Хуршида, заплакав навзрыд, бросилась к отцу, прижалась лицом к его груди.
Дом Салахиддина-заргара мигом превратился в обитель и слез и радости, тем более ликующей, чем быстрее высыхали слезы. Уже в саду резали и свежевали барана; уже повара, засучив рукава, приготовлялись к своим приятным делам и заботам — нет торжества без хорошего шашлыка и доброго плова! Уже первый сосед, прослышав о возвращении мавляны Мухиддина и о прощении его повелителем, направил стопы свои к богатому дому, прокладывая путь и для других поздравителей, что приходили в течение всего дня, — соседи, знакомые, родственники близкие, родственники дальние, купцы-лавочники и оптовые торговцы, ремесленники и люди духовного звания, даже иные поэты и бывшие талибы. Не было им конца, как и любопытству их!
Отец выбрил голову, подправил бороду и усы, накрутил пышную чалму, белизна которой, правда, особенно подчеркивала бледность его исхудалого лица. В златотканом халате сидел в салям-хане, принимал поздравления, словно больной после выздоровления.

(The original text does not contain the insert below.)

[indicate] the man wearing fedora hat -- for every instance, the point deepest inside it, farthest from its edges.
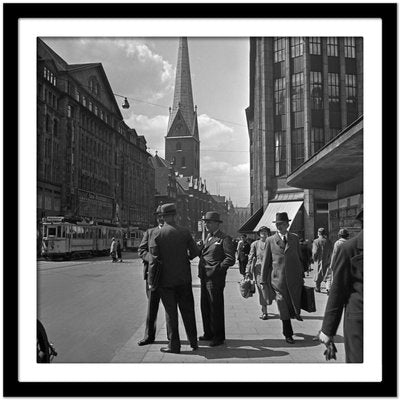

А дед, тот сразу же, как сын вернулся, стан распрямил, и недоуменно-обиженную мину с лица согнал, и походку вновь приобрел прежнюю — степенную, надменную, в чем могли убедиться все приходившие к нему в дом, ибо с каждым он беседовал лично, каждого лично провожал до ворот — ну, разумеется, если гость был хоть сколько-нибудь влиятельным, но ведь только такие и считались здесь гостями. Каждому Ходжа Салахид-дин сообщал, что сын его не просто прощен, но, очевидно, и приближен. И радостно за деда и почему-то тревожно за отца, за себя становилось Хуршиде-бану, когда доводилось ей видеть и слышать все это. И слова Каландара, безжалостные по отношению к отцу, вспоминались ей. И все чаще думала она, лишь схлынула первая радость, об Али Кушчи: «Вышел ли и он из темницы? Неужели нет?.. Но тогда почему отец на свободе, за что его выпустили?» Нет, нет, отец не такой, как о нем говорил Каландар!.. Если бы прав был тот, кого она по-прежнему любит, если б он был прав, то не лежал бы отец целых три месяца на вонючей подстилке в зиндане, терпя такие страдания, что из-за них стало не узнать его!
Расспросить бы самого отца, сбросить бы груз с души! Но все новые и новые гости шли к ним в дом. И каждого прими, каждому удели время.
Нынче, правда, народу поубавилось. В доме несколько поутихло. К вечеру, однако, прибыли опять важные гости, похоже, из придворных.
И вокруг этих трех-четырех вельмож забегали, засуетились хозяева, многочисленная челядь. Наконец гости ушли, все стихло, даже, как показалось Хуршиде, зловеще тихо стало. Сам Салахиддин-заргар надел соболью шубу с суконным верхом и, несмотря на сильный ветер, дождь и мокрый снег, отправился куда-то, велев слугам крепко запереть ворота и ложиться спать, не дожидаясь его.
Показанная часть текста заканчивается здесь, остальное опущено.